People using the centre are offered advice and guidance and there are good links with services locally to help people gain access to much needed support. The facility also provides cultural activities and educational classes, as well as excursions and acts as a meeting point for groups to socialise. Marwan Bakaili, Chairman of the association, said:

"We have a team of incredibly dedicated and hard-working volunteers and are honoured and humbled to have been selected for the Queen’s Award for Voluntary Service.

"The association has grown each year, providing a wide area of services and activities covering education, health, employment and recreation to meet the increasing demands of the local community.

"The Queen’s award is a recognition and a testament to the incredible hard work of our volunteers who are the solid foundation of our organisation."

Meeting the Mayor today and sharing about the work we undertake was an immense privilege and we look forward to continuing to work with Dudley Council in the future.

The Mayor also met award winners from Hawbush Community Gardens. Based in Brierley Hill, the project has worked with the local community to transform a four-acre piece of overgrown scrub land into a vibrant community hub that is home to many local projects.

Volunteers have made the space a focus for many local regeneration and arts projects and classes in growing fruit and vegetables, horticulture, woodwork, social art and forest crafts are offered to people with mental and anxiety issues. Dr Ken Smith, Chair of Trustees and Site Manager at Hawbush, said:

"I think I speak for all of the volunteers in saying that it has been a privilege and a pleasure to be involved in this beautiful site and the people we support.
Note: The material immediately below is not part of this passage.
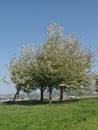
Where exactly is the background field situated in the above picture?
[0,98,98,130]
What started out as a plan to grow fresh fruit and vegetables for the foodbank has become so much more.

"We now provide social gardening and woodland space for people who need emotional, physical and spiritual support.

"The work has been challenging and difficult, at times, so it was a wonderful surprise to be considered for the Queens Award and a real encouragement for us now to receive the award.

"It is our heartfelt desire, our dream that Hawbush Community Gardens continues to be a wonderful asset for the community many years from now; well after we ourselves have moved on or passed away."